Victoria Wilkins' line of comic underthings originally appeared as visual art at a gallery in Cleveland, Ohio. The site offers cute visual pun tanks (e.g., two little owls over the ta-tas for 'Hooters'—I liked it when the group Sister Serpents defaced a 'Hooters' billboard by the expressway by gluing a big sausage on the front of the lounging waitress's orange hotpants, and spray painting the ad so that it read 'SHooters'; traffic slowed to a crawl), boy shorts, bikinis, and a thong. Silly me, I originally thought that the boy shorts were for boys, and that the ones with the strategically located cupcakes were rather cute.

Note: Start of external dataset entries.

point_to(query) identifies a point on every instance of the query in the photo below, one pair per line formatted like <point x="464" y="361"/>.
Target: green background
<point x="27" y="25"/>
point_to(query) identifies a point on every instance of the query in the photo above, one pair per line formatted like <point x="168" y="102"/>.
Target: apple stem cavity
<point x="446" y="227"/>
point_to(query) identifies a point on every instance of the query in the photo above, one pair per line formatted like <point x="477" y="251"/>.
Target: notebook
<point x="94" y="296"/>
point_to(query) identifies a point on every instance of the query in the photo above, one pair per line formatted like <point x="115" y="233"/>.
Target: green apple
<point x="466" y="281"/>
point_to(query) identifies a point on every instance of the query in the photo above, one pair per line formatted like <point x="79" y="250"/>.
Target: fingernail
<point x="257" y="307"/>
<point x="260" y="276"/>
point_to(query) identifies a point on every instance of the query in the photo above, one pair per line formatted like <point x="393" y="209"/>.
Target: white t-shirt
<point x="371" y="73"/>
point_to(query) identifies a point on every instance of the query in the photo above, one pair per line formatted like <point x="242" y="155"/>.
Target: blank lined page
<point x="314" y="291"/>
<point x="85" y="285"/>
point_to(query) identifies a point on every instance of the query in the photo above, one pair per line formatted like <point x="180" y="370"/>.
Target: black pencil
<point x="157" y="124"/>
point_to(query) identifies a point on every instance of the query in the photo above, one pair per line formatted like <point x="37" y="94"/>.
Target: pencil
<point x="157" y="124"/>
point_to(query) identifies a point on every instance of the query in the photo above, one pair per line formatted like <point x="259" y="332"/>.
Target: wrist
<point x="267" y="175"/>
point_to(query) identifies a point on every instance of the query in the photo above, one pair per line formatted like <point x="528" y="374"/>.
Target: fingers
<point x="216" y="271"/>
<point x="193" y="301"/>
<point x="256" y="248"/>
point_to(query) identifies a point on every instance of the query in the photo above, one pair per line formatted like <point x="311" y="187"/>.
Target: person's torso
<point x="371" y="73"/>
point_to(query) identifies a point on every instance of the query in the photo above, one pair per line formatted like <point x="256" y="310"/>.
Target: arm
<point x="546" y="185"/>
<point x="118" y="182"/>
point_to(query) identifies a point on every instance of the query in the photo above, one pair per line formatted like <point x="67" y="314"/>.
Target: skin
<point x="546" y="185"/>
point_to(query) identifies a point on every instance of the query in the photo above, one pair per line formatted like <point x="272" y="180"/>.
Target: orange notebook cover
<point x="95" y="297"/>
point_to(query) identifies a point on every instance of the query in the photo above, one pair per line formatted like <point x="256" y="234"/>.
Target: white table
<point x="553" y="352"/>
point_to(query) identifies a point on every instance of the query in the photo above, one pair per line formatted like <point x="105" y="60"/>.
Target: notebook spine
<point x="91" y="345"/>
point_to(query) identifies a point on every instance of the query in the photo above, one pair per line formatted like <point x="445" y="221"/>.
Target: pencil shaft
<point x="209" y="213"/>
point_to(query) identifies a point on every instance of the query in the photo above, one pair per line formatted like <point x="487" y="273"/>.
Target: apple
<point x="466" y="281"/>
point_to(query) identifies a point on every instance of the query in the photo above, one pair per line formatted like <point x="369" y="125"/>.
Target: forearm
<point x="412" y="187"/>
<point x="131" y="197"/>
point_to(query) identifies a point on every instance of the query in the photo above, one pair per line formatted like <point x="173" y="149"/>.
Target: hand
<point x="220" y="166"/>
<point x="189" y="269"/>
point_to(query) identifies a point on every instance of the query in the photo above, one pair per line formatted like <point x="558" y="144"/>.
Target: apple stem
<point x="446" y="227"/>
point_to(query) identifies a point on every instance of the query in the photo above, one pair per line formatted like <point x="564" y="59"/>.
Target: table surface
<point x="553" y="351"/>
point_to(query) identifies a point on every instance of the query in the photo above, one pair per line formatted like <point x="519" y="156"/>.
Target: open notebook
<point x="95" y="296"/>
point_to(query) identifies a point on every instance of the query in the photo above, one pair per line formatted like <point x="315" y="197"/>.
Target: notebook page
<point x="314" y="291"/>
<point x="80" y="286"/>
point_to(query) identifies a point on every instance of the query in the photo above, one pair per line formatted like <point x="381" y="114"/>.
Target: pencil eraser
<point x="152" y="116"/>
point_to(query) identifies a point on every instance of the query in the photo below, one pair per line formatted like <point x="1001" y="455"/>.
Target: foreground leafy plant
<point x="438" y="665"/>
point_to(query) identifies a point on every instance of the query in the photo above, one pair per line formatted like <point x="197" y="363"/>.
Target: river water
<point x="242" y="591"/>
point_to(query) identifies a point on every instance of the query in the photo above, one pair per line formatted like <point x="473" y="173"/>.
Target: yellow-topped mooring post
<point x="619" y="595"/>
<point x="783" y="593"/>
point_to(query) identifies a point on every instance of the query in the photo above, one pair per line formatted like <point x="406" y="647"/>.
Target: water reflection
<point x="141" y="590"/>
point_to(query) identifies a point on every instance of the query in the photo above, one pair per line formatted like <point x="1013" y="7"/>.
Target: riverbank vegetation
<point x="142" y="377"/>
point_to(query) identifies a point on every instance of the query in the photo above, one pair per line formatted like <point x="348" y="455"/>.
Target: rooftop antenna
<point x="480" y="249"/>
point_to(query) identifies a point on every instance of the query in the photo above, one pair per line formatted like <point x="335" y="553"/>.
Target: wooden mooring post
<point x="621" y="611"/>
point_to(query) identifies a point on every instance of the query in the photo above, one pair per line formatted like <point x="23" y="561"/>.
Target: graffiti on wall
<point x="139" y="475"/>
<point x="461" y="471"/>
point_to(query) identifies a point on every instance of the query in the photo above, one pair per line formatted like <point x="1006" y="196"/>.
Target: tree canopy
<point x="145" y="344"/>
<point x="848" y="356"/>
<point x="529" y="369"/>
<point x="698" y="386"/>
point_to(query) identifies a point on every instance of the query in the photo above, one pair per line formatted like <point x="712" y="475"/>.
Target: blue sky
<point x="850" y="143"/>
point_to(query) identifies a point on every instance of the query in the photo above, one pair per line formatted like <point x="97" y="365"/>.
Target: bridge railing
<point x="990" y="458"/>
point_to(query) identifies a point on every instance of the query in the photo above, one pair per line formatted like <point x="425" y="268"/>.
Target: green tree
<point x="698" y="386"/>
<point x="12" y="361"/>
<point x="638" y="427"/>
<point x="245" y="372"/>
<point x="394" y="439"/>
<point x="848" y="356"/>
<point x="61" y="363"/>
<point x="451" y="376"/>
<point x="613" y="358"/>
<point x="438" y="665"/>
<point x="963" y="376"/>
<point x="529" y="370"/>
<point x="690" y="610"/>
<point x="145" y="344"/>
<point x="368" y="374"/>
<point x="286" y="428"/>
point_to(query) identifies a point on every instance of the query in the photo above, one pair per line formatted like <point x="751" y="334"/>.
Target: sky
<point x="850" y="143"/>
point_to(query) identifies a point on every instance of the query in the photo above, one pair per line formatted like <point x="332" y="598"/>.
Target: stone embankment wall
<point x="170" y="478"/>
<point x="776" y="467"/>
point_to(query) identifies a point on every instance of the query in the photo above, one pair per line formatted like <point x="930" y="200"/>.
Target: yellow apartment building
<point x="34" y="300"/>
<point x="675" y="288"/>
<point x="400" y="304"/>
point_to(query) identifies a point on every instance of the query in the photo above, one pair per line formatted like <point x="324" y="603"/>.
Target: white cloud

There are the ever-popular 'Capitalist Tool' boxers out on the market, but not at this site. Prices range from ten to twenty-five bucks, and the white “itty-bitty titty committee” tank with pink band-aids is sold out. Maybe my discomfort is standard second-versus-third-wave feminism, although I'm somewhere between punk and riot girl in cultural chronology. Sometimes I just can't buy the 'lipstick is empowering' argument, as its logical extension seems to advocate liposuction as a means of social change. Does claiming your commodification put you in control? Or are you perpetuating reification that harms us all? Or should I lighten up because it's just a shirt?
It's an American Apparel t-shirt, and all the ambivalence I could vent there would fill a separate review. I tried to give the tank top away at a recent reading as a prize for anyone who could recite “Crazy Jane Talks to the Bishop,” but no one knew the Yeats. Note: to any graphic designer reading this who would like to collaborate, please contact me, I have a tasteless tee idea, but favor a spare, international-logo design style...
Well, that's what I get for not checking a dictionary...E
As a college student you could be forgiven for not knowing that the term "misandry" has existed since at least the middle of the last century (per Random House), but I'm surprised your professor was unaware of it.
This is just absolutely disgusting. No, you don't need to lighten up! I'd expect this from American Apparel, to be sold at a place like Hooters.